Now, when fitting a 7th order linear regression model into the wheat price data, this regression is not as much of a good fit as compared to the 5th order linear regression model, as shown that the RMSE is higher in the 7th order regression model. Some of the price fluctuations that we see between 2005 and 2017 isn't as detailed as we see with the 5th order polynomial regression. 

However, we should see how the 7th order polynomial regression predicts later time points.

In [31]:
X = dp.out_of_sample(steps=12)

y_fore = pd.Series(model.predict(X), index=X.index)

ax = df.Price_wheat_ton.plot(title="Wheat Price - Linear Trend", **plot_params)
ax = y_pred.plot(ax=ax, linewidth=3, label="Trend")
ax = y_fore.plot(ax=ax, linewidth=3, label="Trend Forecast", color="C3")
_ = ax.legend()

We can see that the 7th order polynomial linear regression also predicts a price increase, though it is not as steep and exponential as compared to the 5th order polynomial regression. The *direction of the trend* prediction is the same, but the **rate of increase differs**, and we can agree on that the 7th order polynomial linear regression shows a more reasonable prediction, but the 5th order polynomial linear regression gives a better model of the historical data.
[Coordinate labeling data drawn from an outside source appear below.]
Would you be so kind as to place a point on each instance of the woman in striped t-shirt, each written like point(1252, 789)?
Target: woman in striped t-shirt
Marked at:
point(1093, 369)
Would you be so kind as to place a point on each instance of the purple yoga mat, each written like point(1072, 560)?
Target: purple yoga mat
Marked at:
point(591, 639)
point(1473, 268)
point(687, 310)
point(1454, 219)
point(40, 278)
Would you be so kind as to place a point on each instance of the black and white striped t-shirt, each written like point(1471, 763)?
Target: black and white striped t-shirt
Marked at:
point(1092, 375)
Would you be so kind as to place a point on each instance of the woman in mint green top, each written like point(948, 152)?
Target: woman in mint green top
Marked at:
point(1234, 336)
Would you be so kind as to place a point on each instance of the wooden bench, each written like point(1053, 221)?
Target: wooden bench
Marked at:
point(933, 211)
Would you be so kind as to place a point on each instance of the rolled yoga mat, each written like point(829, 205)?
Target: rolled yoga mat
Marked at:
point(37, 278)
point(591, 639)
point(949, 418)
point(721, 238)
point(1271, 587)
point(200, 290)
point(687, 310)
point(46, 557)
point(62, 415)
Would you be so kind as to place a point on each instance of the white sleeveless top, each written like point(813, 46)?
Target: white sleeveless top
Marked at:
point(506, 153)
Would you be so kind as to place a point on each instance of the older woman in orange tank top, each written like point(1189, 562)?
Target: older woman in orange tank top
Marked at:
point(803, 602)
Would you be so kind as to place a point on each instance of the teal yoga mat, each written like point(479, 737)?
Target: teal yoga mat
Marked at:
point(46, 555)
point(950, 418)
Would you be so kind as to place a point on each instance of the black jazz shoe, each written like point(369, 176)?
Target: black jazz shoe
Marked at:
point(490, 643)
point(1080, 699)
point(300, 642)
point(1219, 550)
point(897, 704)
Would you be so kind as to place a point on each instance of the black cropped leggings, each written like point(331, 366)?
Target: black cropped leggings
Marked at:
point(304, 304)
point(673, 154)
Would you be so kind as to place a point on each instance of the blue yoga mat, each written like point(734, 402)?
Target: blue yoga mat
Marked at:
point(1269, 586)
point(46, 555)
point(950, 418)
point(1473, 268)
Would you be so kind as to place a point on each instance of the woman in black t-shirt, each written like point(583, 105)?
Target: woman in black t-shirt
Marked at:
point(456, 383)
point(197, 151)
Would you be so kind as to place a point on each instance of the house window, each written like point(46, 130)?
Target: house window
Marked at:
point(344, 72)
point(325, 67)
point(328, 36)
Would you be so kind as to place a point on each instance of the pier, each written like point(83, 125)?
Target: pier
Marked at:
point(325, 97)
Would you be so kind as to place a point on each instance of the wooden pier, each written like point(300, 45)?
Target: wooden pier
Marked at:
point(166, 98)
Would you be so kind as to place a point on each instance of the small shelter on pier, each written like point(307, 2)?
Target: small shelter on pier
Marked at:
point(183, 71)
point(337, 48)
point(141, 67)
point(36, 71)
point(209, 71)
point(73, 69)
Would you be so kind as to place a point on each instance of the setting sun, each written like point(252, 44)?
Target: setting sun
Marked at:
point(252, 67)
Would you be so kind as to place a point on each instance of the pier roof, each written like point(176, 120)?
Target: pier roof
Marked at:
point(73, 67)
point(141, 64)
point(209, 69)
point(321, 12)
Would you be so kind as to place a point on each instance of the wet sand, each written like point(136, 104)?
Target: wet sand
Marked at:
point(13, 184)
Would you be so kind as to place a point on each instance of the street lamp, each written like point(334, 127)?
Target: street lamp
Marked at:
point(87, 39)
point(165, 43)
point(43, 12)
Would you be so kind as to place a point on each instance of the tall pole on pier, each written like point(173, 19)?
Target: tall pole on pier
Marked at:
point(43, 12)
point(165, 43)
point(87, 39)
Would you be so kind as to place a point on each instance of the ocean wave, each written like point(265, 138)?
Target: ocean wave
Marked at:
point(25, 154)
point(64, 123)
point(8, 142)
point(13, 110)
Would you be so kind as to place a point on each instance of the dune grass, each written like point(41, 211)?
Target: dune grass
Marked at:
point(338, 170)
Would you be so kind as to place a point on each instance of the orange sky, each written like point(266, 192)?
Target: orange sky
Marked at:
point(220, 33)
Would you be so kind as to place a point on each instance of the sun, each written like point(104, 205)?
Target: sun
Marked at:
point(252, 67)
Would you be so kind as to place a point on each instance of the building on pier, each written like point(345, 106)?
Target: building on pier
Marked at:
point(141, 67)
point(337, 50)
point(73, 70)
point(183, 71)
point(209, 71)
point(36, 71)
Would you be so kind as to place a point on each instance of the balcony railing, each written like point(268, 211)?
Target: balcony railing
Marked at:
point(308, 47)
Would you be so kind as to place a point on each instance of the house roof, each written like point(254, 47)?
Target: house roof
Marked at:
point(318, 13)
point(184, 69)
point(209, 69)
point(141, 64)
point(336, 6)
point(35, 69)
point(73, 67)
## Linear Regression with Fourier Features

We wanted to choose seasonal features to see if it will add better predictive capability to our model. If we treat a seasonal period as a categorical feature and apply one-hot encoding, would it give a better model to our polynomial linear regression?

We will do a **periodogram** to see how many Fourier pairs we should actually include in our features, since it tells us the strength of the frequencies in a time series. 

In [44]:
plt.style.use("seaborn-whitegrid")
plt.rc("figure", autolayout=True, figsize=(11, 5))
plt.rc(
    "axes",
    labelweight="bold",
    labelsize="large",
    titleweight="bold",
    titlesize=16,
    titlepad=10,
)
plot_params = dict(
    color="0.75",
    style=".-",
    markeredgecolor="0.25",
    markerfacecolor="0.25",
    legend=False,
)
%config InlineBackend.figure_format = 'retina'


# annotations: https://stackoverflow.com/a/49238256/5769929
def seasonal_plot(X, y, period, freq, ax=None):
    if ax is None:
        _, ax = plt.subplots()
    palette = sns.color_palette("husl", n_colors=X[period].nunique(),)
    ax = sns.lineplot(
        x=freq,
        y=y,
        hue=period,
        data=X,
        ci=False,
        ax=ax,
        palette=palette,
        legend=False,
    )
    ax.set_title(f"Seasonal Plot ({period}/{freq})")
    for line, name in zip(ax.lines, X[period].unique()):
        y_ = line.get_ydata()[-1]
        ax.annotate(
            name,
            xy=(1, y_),
            xytext=(6, 0),
            color=line.get_color(),
            xycoords=ax.get_yaxis_transform(),
            textcoords="offset points",
            size=14,
            va="center",
        )
    return ax


def plot_periodogram(ts, detrend='linear', ax=None):
    from scipy.signal import periodogram
    fs = pd.Timedelta("1Y") / pd.Timedelta("1D")
    freqencies, spectrum = periodogram(
        ts,
        fs=fs,
        detrend=detrend,
        window="boxcar",
        scaling='spectrum',
    )
    if ax is None:
        _, ax = plt.subplots()
    ax.step(freqencies, spectrum, color="purple")
    ax.set_xscale("log")
    ax.set_xticks([1, 2, 4, 6, 12, 26, 52, 104])
    ax.set_xticklabels(
        [
            "Annual (1)",
            "Semiannual (2)",
            "Quarterly (4)",
            "Bimonthly (6)",
            "Monthly (12)",
            "Biweekly (26)",
            "Weekly (52)",
            "Semiweekly (104)",
        ],
        rotation=30,
    )
    ax.ticklabel_format(axis="y", style="sci", scilimits=(0, 0))
    ax.set_ylabel("Variance")
    ax.set_title("Periodogram")
    return ax



In [45]:
plot_periodogram(df.Price_wheat_ton);

### Periodogram Analysis

From left to right, the periodogram drops off after Annually and Semiannually. 
It shows a strong annual season, which means that we can model the annual season with Fourier features. From right to left, the periodogram falls off around Monthly (12), so let's use 12 Fourier pairs.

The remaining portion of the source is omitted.